Wednesday, June 30, 2004

Gambling Ambivalence

Justin Katz has weighed in on the Rhode Island casino debate, but doesn't seem to be able to muster up the same sort of passion he usually exhibits on other issues, such as, say Andrew Sullivan. I think he essentially has the attitude of the majority in this case as I sense that most Rhode Islanders want to have the right to not only vote on the issue, but vote for the issue.
Gambling, of itself, isn't sinful as far as I'm concerned. Yes, having a somewhat addictive personality, I've noticed the aftertaste of the temptation that it represents. Yes, the first notable scene that I came across upon entering Foxwoods Casino's parking lot in Connecticut when I was in college was an older couple — cusp of retirement, I'd say — crying in each other's arms.

Still, a night of roulette, blackjack, and slot machines, with a reasonable expense cap, isn't wrong or corrosive in the way that a night costing the same amount at a brothel would be. For some patrons, the all-you-can-eat buffet is the more seductive opportunity for excess.

So, I've been more or less ambivalent about the matter of allowing a Rhode Island tribe to build a casino on its land.
As marijuana use, I think many view gambling as, if not a victimless "crime," at least a controllable vice. Justin seems a bit ambivalent on moral costs as well.
For one thing, I know families that have suffered the consequences of a gambling addiction facilitated by just the Jai Alai enterprise in Newport, so any state policy toward a full-blown casino can't stand on anti-gambling principle. If the objection is to the greater draw that a casino would have, then it seems to me that regulating size is the logical answer.

For another thing, as much as I don't believe gambling to be an undeniable sin, I'm not comfortable with governments' seeing it as a source of revenue. Whether or not a casino yields a public profit seems to me irrelevant to the yes/no question of whether one ought to be allowed in the state.

In a previous post I detailed the social and economic costs incurred by communities (in this case those home to the two casinos in neighboring Connecticut) that harbor gaming casinos. But Justin's reluctance to embrace gambling as a legitimate source of state revenue echoes my own feelings and has brought me to the realization that perhaps the best way to wage a battle against a casino is not from a moral, but from a political angle.

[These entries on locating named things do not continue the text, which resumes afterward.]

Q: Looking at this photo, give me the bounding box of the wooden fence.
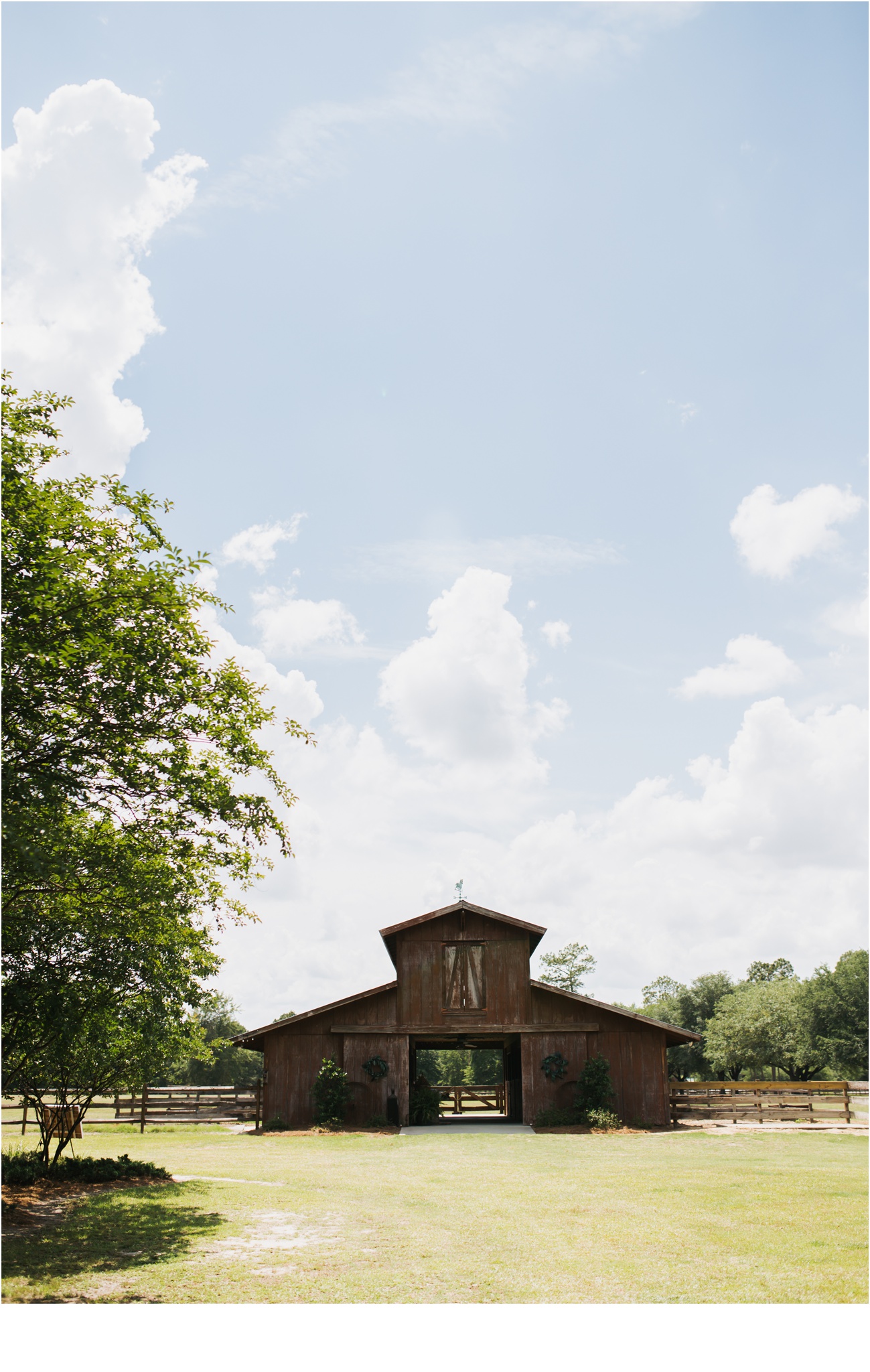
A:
[3,1081,262,1134]
[435,1081,505,1114]
[670,1081,867,1123]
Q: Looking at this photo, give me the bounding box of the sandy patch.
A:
[204,1210,340,1276]
[3,1177,169,1237]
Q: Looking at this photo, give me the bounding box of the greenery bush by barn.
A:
[3,1148,171,1187]
[311,1058,353,1129]
[409,1077,441,1123]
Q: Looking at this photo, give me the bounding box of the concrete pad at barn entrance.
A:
[401,1119,535,1139]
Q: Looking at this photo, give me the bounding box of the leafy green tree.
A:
[538,943,595,992]
[747,958,794,981]
[3,815,220,1166]
[3,379,310,915]
[704,977,826,1081]
[311,1058,353,1129]
[806,948,867,1081]
[3,376,310,1163]
[642,971,739,1081]
[165,991,263,1087]
[417,1048,504,1087]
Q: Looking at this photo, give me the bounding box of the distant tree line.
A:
[627,948,867,1081]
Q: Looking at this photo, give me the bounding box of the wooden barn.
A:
[234,900,699,1129]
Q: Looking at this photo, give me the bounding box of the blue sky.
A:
[4,3,867,1022]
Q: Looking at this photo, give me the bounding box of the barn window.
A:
[443,943,486,1010]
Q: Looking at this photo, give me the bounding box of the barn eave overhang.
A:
[531,978,701,1048]
[232,981,398,1052]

I still believe that the social costs are real. Yet, I also strongly believe that a central argument for or against a casino centers around the degree to which state revenue will rise or fall. This fosters a "quick-fix" attitude towards the "casino solution" in both the general population and the state government and is disheartening for a proponent of smaller, less involved government. So, perhaps the best argument I could muster would be from the ideological stance of handicapping Rhode Island's spendthrift government by voting for that side of the casino gambling issue that would leave it with the least amount of money at its disposal. If nothing else, we can be confident that the more money the General Assembly has at its disposal, the more money it will waste, including much that will be used towards patronage and, thus, the further entrenchment of the same old political actors.